In the word-initial position b, d, j, and g occur in a few words, most of them of recent origin. In some instances, one of these can be seen as being protected by a preceding word with which it co-occurs in a fixed manner, as in kher bon 'thatch and other types of grass', which we take as two words as they have their own tones (in this case, the falling tone that is unmarked here), The same can be said of the adverbial bén in hûldi bén 'very yellowish', and a few other words beginning with b, d, j, and g.

Tiwa does not have word-medial p, t, c(h), k. They may occur as clusters in each other's company as in shíkta 'animal-trap', apcháp 'haphazardly', the recently coined thópti 'acute accent', and others. When a vocalic suffix is added to a root that has p, t, k as its final consonant, that final p, t, k gets voiced to b, d, and g respectively, as in ráp- 'help' > rápa [rába] 'to help' or rápo [rábo] 'will help'. A similar situation arises when ti- 'two' is prefixed to a noun or a numeral classifier that has an initial p, t, c(h) or k, as in tin 'day' > titin [tidin] 'two days'. However, in all such instances p, t, and k have been used consistently.

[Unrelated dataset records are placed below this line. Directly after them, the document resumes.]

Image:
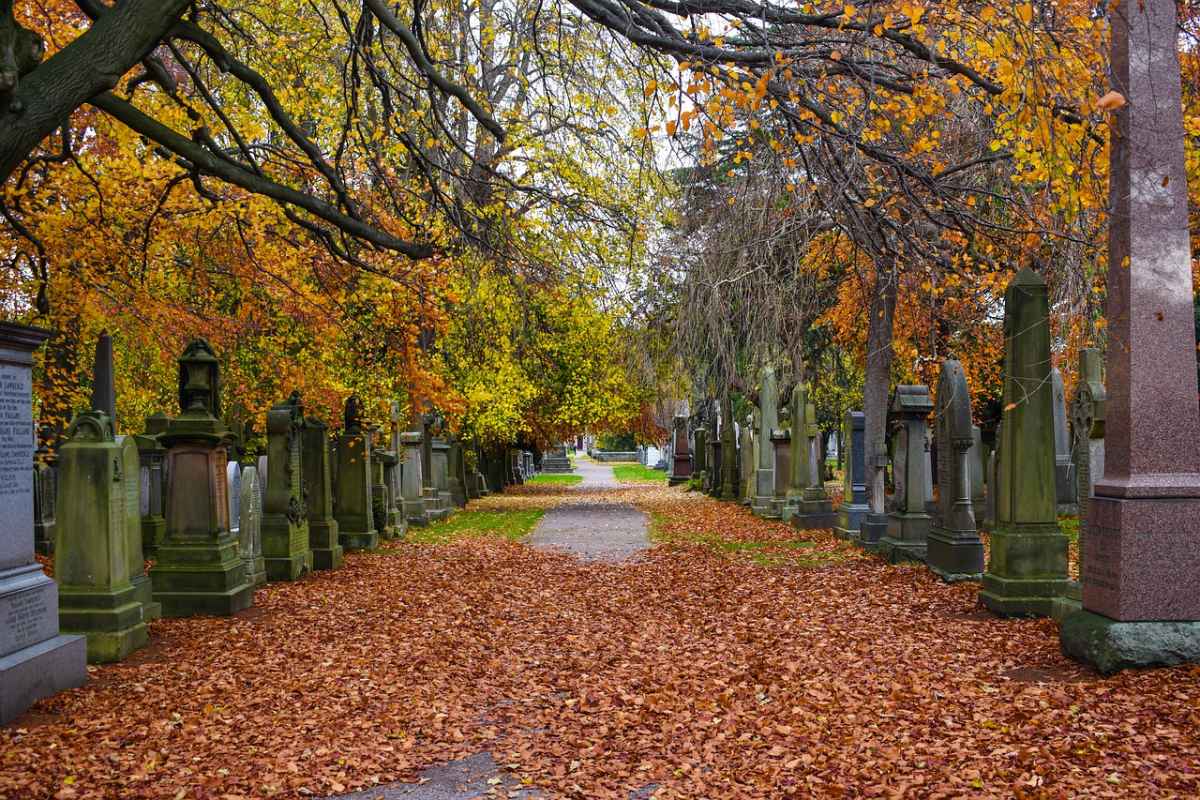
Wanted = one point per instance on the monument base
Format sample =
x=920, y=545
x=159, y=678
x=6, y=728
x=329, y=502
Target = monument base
x=953, y=555
x=1110, y=645
x=201, y=578
x=40, y=671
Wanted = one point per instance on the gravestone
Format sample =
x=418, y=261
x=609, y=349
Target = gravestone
x=100, y=540
x=747, y=461
x=250, y=528
x=352, y=489
x=909, y=519
x=36, y=660
x=853, y=499
x=199, y=569
x=681, y=455
x=285, y=515
x=318, y=482
x=954, y=549
x=153, y=477
x=730, y=461
x=1027, y=560
x=1140, y=565
x=975, y=456
x=763, y=503
x=1063, y=467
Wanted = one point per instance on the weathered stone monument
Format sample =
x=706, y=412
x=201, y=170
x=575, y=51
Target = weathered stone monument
x=35, y=659
x=909, y=521
x=1063, y=467
x=681, y=455
x=954, y=549
x=1140, y=565
x=250, y=533
x=318, y=485
x=763, y=503
x=353, y=507
x=853, y=499
x=199, y=570
x=285, y=516
x=1027, y=563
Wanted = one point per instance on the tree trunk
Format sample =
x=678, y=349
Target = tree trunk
x=879, y=377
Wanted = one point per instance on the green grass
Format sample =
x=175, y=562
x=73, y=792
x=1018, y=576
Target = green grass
x=561, y=479
x=637, y=474
x=505, y=524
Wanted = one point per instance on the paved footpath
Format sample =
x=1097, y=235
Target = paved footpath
x=594, y=531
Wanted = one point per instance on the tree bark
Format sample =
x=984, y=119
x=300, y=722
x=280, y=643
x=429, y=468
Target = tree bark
x=877, y=382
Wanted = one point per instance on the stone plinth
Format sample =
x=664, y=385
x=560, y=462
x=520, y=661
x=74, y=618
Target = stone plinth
x=954, y=551
x=35, y=659
x=853, y=500
x=1027, y=563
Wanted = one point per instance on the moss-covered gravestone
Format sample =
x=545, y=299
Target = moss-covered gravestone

There are a handful of exceptions where the unproductive nature of the suffix, as in thrúba thrúbi 'unnoticed; quietly' (which we recognize as related to thrúp thráp in a hidden manner'), has forced us to keep the new voiced medial. A similar point can be said about chebé chabá 'in a damp and wet manner', which is recognizable as related to chép chép (and the reduplicated chép chép cháp cháp) 'Wet and muddy', where the established tone shift to the right makes a case for the medial voiced -b- even stronger.

The word thuke 'till' (a postposition) is of a different type; the final -e is an adverbial suffix. Here medial k really sounds k and not g. As a matter of fact, it is pronounced as [thukke] or [thuk-e]. The morpheme boundary is not disturbed by suffixation. There are other similar instances that involve consonants other than a plosive, like mile [mil-e] 'all, everything', chile [chil-e] 'as having a shiny film or sheen' and chole [chol-e] 'as whole grains'.

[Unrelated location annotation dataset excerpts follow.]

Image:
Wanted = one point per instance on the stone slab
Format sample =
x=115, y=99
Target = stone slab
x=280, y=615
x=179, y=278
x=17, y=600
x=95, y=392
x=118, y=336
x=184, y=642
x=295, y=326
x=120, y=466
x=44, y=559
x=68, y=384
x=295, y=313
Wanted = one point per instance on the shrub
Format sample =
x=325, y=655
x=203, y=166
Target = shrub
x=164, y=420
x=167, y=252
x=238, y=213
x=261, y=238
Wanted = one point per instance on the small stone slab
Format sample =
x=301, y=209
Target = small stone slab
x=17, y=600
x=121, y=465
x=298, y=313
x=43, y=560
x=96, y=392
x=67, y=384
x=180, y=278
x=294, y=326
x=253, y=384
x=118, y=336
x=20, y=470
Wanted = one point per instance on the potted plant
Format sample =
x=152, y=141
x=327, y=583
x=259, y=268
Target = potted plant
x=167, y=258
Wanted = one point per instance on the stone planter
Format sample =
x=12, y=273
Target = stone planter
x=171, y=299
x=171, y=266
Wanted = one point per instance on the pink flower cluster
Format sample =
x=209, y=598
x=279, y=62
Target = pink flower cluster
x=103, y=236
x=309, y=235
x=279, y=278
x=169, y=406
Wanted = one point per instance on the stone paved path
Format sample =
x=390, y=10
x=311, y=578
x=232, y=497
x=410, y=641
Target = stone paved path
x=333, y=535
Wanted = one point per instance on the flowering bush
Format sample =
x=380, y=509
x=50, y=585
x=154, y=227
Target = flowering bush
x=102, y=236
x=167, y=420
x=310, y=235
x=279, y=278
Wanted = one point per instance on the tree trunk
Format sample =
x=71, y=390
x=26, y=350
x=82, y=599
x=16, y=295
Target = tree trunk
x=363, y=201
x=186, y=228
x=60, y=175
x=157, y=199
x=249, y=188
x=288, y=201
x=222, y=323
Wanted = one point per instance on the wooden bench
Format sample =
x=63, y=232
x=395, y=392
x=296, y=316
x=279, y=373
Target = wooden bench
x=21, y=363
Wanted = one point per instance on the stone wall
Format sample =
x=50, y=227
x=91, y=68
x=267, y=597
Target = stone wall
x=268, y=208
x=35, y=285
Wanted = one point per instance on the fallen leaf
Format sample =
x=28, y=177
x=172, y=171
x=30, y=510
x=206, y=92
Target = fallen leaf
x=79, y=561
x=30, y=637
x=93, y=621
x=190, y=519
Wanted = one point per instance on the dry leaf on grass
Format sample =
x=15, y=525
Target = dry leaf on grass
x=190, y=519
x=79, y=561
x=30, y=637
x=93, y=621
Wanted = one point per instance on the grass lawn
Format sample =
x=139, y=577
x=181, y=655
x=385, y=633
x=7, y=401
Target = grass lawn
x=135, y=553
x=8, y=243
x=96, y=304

There are some recently borrowed words where the medial p, t, k are really voiceless consonants, like:

- kalapân – Spades (of cards)
- thin pati – A type of card game
- ita – Brick
- riti – File
- ritî tustûr – Customs and traditions
- eka – Ace (in a pack of cards)
- duki – Card mark 2
- rekót – Record

In all such instances, the syllabification is such that these medial consonants are syllable initials. The above words would be syllabified as [ka-la-pan], [thin pa-til], [i-ta], [e-ka], [ri-ti], [du-ki] and [re-kót]. There are many such examples, and we may make a guess that they are on the increase.

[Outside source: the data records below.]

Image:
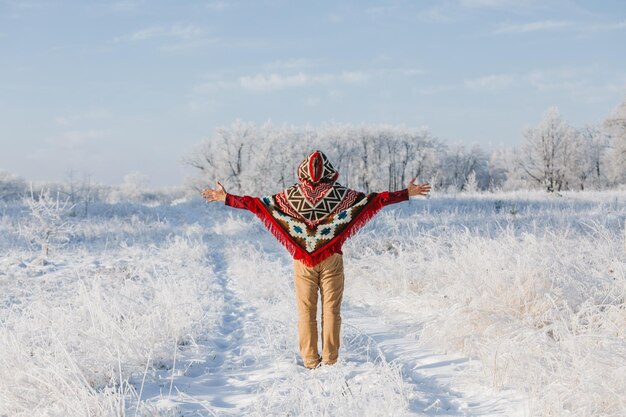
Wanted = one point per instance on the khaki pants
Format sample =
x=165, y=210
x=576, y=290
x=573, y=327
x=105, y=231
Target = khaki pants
x=328, y=277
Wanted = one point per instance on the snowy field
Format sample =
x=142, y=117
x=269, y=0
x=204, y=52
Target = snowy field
x=469, y=305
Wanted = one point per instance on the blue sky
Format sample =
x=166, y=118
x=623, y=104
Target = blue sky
x=107, y=88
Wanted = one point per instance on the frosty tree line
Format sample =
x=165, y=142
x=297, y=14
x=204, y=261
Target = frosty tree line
x=261, y=159
x=554, y=156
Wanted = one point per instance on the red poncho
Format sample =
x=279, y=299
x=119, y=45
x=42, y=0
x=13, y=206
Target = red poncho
x=314, y=217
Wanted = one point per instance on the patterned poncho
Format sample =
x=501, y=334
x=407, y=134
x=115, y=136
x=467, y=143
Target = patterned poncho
x=314, y=217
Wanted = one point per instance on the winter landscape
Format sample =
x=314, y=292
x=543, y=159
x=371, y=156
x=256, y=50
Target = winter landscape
x=116, y=301
x=123, y=293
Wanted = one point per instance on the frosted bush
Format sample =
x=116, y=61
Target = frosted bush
x=75, y=354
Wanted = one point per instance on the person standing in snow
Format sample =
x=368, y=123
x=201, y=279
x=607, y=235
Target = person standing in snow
x=312, y=219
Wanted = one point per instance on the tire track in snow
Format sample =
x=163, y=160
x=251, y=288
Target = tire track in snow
x=433, y=379
x=217, y=377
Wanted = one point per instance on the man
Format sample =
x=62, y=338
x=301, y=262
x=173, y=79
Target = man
x=312, y=219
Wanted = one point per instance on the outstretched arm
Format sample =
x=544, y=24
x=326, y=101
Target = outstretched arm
x=236, y=201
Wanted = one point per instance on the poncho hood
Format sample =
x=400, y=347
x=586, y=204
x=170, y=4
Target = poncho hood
x=316, y=168
x=313, y=217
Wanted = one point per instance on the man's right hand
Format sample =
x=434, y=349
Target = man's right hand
x=217, y=194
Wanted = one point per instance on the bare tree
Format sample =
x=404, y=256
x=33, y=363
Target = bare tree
x=615, y=125
x=547, y=154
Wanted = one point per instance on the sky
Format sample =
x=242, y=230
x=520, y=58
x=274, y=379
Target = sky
x=106, y=88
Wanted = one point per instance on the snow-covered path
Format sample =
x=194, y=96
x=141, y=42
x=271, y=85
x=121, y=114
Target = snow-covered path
x=250, y=365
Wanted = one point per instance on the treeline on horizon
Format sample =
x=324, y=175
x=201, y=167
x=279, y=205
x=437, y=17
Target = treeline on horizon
x=262, y=159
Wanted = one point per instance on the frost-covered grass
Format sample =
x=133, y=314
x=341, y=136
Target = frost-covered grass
x=97, y=315
x=531, y=285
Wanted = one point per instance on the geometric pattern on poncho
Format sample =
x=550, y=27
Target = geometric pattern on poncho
x=312, y=203
x=313, y=237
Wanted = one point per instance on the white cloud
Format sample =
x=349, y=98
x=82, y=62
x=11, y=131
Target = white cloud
x=274, y=82
x=605, y=27
x=125, y=5
x=312, y=102
x=72, y=139
x=490, y=82
x=218, y=5
x=334, y=18
x=568, y=80
x=178, y=32
x=76, y=118
x=210, y=86
x=438, y=13
x=434, y=89
x=478, y=4
x=534, y=26
x=289, y=64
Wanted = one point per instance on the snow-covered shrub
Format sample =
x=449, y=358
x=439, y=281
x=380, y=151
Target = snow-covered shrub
x=47, y=225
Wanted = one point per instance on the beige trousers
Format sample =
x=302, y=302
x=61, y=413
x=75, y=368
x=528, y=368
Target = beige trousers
x=328, y=277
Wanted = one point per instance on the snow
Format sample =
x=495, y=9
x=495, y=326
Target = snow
x=507, y=304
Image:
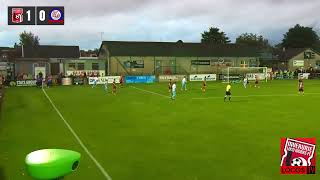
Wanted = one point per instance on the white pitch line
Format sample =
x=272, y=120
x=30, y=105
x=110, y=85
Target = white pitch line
x=150, y=92
x=259, y=95
x=103, y=171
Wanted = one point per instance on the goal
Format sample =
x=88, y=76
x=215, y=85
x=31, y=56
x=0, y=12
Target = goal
x=236, y=74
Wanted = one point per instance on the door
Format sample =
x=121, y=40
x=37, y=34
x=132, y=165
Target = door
x=55, y=68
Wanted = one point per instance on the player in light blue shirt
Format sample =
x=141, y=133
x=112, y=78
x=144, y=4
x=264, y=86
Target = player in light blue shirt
x=184, y=84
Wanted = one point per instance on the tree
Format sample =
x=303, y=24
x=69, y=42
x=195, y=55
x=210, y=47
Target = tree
x=214, y=36
x=300, y=37
x=251, y=39
x=28, y=39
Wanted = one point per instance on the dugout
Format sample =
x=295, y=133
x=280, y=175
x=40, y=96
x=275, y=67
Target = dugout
x=166, y=58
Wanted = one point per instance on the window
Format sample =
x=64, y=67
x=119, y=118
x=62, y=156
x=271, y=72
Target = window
x=72, y=66
x=95, y=66
x=80, y=66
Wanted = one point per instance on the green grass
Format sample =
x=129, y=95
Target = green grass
x=137, y=135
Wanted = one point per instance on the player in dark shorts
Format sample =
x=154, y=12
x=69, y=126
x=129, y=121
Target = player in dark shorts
x=170, y=86
x=256, y=83
x=114, y=87
x=228, y=92
x=204, y=84
x=121, y=81
x=301, y=86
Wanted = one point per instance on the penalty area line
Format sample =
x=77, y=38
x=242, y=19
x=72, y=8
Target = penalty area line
x=150, y=92
x=102, y=170
x=257, y=95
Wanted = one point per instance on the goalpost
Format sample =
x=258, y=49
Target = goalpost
x=238, y=73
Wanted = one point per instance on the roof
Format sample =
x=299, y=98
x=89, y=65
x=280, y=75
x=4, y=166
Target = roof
x=45, y=51
x=179, y=49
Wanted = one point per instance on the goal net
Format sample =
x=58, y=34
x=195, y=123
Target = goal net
x=236, y=74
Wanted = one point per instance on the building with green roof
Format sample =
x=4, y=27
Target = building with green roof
x=146, y=58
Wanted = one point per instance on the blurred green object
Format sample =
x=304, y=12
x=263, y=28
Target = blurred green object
x=52, y=163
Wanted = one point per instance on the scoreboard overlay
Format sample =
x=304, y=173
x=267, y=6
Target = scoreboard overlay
x=40, y=15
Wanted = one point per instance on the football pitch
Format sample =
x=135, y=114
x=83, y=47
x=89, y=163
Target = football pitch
x=140, y=134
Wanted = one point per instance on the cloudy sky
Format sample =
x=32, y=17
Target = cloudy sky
x=87, y=21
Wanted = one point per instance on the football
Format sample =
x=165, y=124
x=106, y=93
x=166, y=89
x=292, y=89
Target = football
x=296, y=162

Tiwa's tendency to avoid b-, d-, j-, g- (voiced plosives) in the initial position and -p-, -t-, -ch-, -k- (voiceless plosives) in the middle of a simple word places a burden on the speakers when naturalizing borrowed words. If the free variations pon ~ bon 'strike (where bon is more common), tobôl ~ dobôl ~ dabûl 'double' (where dobôl ~ dabûl is gaining ground) and methêng ~ medêng ~ mitîng 'meeting' (where methêng ~ medêng are getting more and more rare) are any indication, we can make a safe bet that voiced initial plosives (ie, b-, d-, j- g-) and voiceless medial plosives (ie, -p-, -t-, -ch-, -k-) will get more and more established in the language.

==Nasalization in Tiwa==

Although not widespread in the language, Tiwa has nasalization [marked with the tilde called kungái ( ~ ) in Tiwa] as a phoneme. Even among the few nasalized Tiwa words, we can spot minimal pairs like:

- rew rew – Accompanied by an unpleasant feeling
- rẽw rẽw – (Onomatopoeia) slow repetitive squeaky noise
- praw praw – (Onomatopoeia) of splashing water
- prãw prãw – (Onomatopoeia) of the humming of bees

Nasalization may co-occur with either of the tones. As a convention when nasalization co-occurs with the falling tone on a monosyllabic root, only the nasalization is marked.

==Tiwa tones==

Tiwa has two phonemic tones: a falling tone (marked with a circumflex except on one-syllable words where it is unmarked) called thópkho ( ^ ) in Tiwa, and a rising tone (marked with the acute accent) called thópti ( ′ ) in Tiwa.

- re – And
- ré – Cloth
- cha – Not have
- chá- – Eat
- rom- – Engage (for work)
- róm- – Catch
- shu- – Peck, gore
- shú- – Pound

Polysyllabic words have just one tone, that may occur on any one of the syllables.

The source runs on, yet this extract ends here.